What happens when the black hole at the centre of our galaxy acts up. – By Jeff Wise
Nothing is as tranquil as the expanse of the Milky Way floating in the summer night sky – or so you’d think. In reality, the centre of our galaxy is a chaos of fast-whirling stars, super-novae debris and intensely magnetic neutron stars, all orbiting around a monster black hole 4 million times the mass of the Sun.
And things are going to get even more violent. Astronomers have detected a blob of gas, called G2, that’s being ripped apart as it plunges towards the black hole. Later this year the hole will start to consume that cloud of gas. As the gas accelerates to terrific speeds, it collides with other incoming matter, heats up, and radiates energy at a ferocious rate. A similar flare-up 100 years ago created a burst of light as bright as a million Suns; we know because the light echoes are still bouncing around the centre of the galaxy. According to radio astronomer Shep Doeleman, the upcoming annihilation event could last for a year or more and rank as “a once-in-a-lifetime event”.
Watch a 3D simulation showing the evolution of G2 from 2010 to 2010…
(Video credit and source: Dr P Chris Fragile et al)
How to see the centre of the galaxy
Huge as it is, the central black hole is still a thousand times too small to be seen with the Hubble Space Telescope.
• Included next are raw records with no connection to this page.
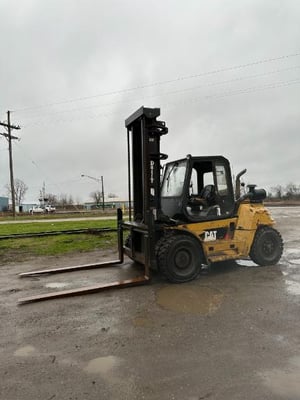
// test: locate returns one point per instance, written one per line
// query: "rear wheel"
(267, 247)
(179, 257)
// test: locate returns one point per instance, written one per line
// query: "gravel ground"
(233, 333)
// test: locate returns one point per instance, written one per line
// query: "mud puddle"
(189, 299)
(285, 383)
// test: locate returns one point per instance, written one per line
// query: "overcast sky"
(225, 73)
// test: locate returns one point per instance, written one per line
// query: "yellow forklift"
(182, 216)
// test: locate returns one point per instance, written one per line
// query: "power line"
(159, 83)
(245, 91)
(178, 91)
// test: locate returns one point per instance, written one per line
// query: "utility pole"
(9, 137)
(101, 180)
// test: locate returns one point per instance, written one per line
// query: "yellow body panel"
(230, 238)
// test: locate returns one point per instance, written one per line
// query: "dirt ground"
(234, 333)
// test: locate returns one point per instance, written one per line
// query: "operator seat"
(208, 193)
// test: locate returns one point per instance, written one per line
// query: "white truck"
(42, 209)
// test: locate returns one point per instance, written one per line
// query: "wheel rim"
(184, 260)
(268, 247)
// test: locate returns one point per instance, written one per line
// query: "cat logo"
(210, 236)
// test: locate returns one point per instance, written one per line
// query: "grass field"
(13, 250)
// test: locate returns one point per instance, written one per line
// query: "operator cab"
(197, 188)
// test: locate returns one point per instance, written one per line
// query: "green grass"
(35, 227)
(14, 250)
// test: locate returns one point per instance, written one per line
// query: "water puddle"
(142, 322)
(56, 285)
(293, 287)
(102, 365)
(25, 351)
(189, 299)
(285, 383)
(246, 263)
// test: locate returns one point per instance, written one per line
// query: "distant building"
(3, 204)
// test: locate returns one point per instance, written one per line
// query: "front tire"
(179, 258)
(267, 247)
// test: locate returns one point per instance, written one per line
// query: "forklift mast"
(144, 156)
(143, 144)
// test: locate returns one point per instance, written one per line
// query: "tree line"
(290, 191)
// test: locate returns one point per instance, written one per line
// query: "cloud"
(63, 58)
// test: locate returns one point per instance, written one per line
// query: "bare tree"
(52, 198)
(278, 191)
(20, 190)
(292, 191)
(96, 196)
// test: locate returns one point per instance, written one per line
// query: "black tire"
(267, 247)
(179, 257)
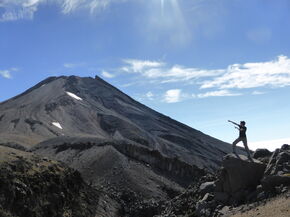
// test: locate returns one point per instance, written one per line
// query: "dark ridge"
(15, 122)
(32, 122)
(46, 81)
(14, 145)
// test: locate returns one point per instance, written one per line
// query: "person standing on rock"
(242, 137)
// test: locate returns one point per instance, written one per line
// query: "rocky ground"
(38, 187)
(242, 187)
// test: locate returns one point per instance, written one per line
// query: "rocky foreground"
(242, 187)
(31, 186)
(36, 186)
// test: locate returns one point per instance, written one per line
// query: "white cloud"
(256, 92)
(7, 72)
(172, 96)
(217, 93)
(107, 74)
(274, 73)
(25, 9)
(138, 66)
(150, 95)
(269, 144)
(160, 70)
(259, 35)
(72, 65)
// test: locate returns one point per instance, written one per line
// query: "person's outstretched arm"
(233, 122)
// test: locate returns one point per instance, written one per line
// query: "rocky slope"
(38, 187)
(87, 107)
(240, 188)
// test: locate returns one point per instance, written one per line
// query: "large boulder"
(278, 169)
(261, 153)
(239, 174)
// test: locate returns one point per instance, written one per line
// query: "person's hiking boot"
(250, 158)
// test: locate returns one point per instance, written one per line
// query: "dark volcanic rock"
(87, 107)
(36, 187)
(278, 169)
(261, 153)
(238, 174)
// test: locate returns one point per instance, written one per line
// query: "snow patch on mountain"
(57, 125)
(73, 96)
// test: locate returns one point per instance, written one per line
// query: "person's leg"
(235, 143)
(245, 142)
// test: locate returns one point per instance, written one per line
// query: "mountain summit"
(90, 107)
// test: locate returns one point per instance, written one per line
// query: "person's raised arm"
(233, 122)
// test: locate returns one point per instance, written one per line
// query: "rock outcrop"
(37, 187)
(278, 169)
(240, 184)
(237, 177)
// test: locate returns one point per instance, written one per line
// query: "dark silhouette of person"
(242, 137)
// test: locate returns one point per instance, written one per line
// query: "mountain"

Plus, it’s obscured by interstellar dust that blocks all visible light. But radio waves of about 1 millimetre wavelength can get through. Doeleman is organising the Event Horizon Telescope, a project to create an international network of radio dishes that together will constitute a system with an effective diameter as large as Earth’s.
1 The radio dishes work like TV receivers: they gather the incoming microwave radiation, which is exactly like light but at a longer wavelength. It’s a one-way process: that is, the dishes passively receive the radio signals that are emitted by sources in the centre of the galaxy.
2 There’s no physical connection among the dishes: data are recorded simultaneously by dishes around the world.
3 A supercomputer at MIT aggregates the data, storing them on huge hard drives and processing them to create, eventually – Doeleman says by 2015 – an image of the shadow of the black hole itself.